La transmission active des virus DWV (« virus des ailes déformées ») et BQCV (« virus de la maladie noire de la cellule de reine ») a été démontrée avec Tropilaelaps mercedesae.

Perspectives en matière de lutte

A ce jour, aucun médicament ne dispose d’une AMM contre Tropilaelaps et les recherches sont en cours pour connaitre sa sensibilité. Son cycle de développement très concentré sur le couvain fermé limite le nombre de principes actifs cibles. En Thaïlande, pays qui connait une très forte infestation, des tentatives de traitement à l’acide formique sont populaires mais, en l’état des procédés en vigueur, ont manifestement de gros effets néfastes (mortalité, dépopulation).

Les traitements thermiques, la suppression de couvain, l’arrêt naturel ou la rupture de ponte provoquée sont aujourd’hui les meilleures pistes de recherche, la survie maximale d’un adulte Tropilaelaps en l’absence de couvain étant de 9 jours.

A noter également les perspectives ouvertes par la sélection d’abeilles résistantes. Tropilaelaps semble rencontrer des problèmes pour se reproduire dans certaines colonies d’abeilles et la recherche rapporte que le caractère d’élimination de couvain infesté par varroa est également efficace dans l’infestation à Tropilaelaps. Il semble donc exister un caractère hygiénique croisé.

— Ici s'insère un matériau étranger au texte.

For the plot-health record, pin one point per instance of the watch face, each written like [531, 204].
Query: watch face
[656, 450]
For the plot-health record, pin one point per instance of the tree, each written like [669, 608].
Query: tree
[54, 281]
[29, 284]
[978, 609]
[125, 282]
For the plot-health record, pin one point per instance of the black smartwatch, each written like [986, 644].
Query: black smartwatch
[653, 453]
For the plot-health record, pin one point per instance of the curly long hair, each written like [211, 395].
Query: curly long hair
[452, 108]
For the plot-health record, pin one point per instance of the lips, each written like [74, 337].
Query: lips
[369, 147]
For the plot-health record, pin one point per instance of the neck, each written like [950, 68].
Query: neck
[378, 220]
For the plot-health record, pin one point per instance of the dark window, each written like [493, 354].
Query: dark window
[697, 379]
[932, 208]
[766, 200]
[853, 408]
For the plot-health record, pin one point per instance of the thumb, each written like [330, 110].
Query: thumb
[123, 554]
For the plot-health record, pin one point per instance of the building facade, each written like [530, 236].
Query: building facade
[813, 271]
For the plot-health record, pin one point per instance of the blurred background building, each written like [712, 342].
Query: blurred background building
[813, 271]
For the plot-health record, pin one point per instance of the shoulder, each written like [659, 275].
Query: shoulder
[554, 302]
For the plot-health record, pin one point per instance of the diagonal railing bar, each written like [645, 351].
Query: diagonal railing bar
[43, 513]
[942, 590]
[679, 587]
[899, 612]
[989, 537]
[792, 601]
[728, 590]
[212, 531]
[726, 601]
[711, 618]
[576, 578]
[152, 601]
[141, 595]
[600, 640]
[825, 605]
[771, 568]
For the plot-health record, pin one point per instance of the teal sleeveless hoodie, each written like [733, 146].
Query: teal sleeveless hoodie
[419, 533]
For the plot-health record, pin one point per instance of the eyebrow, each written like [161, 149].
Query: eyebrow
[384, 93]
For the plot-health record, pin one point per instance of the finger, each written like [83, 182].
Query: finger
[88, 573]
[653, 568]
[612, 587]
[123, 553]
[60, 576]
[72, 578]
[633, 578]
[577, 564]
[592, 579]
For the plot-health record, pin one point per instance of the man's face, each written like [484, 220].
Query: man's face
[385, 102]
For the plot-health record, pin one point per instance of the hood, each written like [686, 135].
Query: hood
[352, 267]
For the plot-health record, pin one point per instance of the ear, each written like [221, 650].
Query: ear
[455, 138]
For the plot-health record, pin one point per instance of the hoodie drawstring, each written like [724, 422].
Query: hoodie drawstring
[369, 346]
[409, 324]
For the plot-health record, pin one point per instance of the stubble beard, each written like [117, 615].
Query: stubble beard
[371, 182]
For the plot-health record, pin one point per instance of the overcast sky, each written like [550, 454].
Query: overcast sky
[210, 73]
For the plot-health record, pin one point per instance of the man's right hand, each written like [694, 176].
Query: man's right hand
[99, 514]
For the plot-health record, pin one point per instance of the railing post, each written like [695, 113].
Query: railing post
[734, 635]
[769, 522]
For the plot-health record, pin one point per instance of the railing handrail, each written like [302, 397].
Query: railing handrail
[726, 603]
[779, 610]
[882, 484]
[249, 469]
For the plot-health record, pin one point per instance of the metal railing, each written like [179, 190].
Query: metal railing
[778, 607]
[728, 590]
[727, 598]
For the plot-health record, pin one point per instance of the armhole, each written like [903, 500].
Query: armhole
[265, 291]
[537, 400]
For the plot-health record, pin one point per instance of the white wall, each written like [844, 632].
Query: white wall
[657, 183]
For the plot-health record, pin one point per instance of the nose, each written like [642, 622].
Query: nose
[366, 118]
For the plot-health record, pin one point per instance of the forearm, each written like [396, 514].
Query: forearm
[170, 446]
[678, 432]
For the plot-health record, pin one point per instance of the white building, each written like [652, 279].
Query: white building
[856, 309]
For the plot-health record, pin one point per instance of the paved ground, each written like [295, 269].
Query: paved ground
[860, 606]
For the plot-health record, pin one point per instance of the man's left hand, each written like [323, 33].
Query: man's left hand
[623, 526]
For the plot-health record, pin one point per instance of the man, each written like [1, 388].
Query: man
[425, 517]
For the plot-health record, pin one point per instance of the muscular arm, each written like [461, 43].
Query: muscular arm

La stratégie de défense reste la vigilance et la détection, soit par examen des débris du plancher (procéder par lavage et filtration), soit par examen du couvain fermé (en utilisant un peigne à désoperculer). En cas de doute, prélever pour identification (NB : ne jamais envoyer pour identification des acariens vivants. Les conserver dans l’alcool ou leur imposer une nuit au congélateur).

Et, bien sur, le respect des procédures de contrôle à l’importation de pays hors CE reste plus que jamais essentielle. Pour rappel l’importation de reines n’est autorisée que de pays indemnes de Tropilaelaps, les reines doivent être accompagnées d’un certificat vétérinaire, les accompagnatrices limitées à 20 individus et un contrôle est effectué à l’arrivée. Les importations « sauvages » sont irresponsables et c’est important de le faire savoir.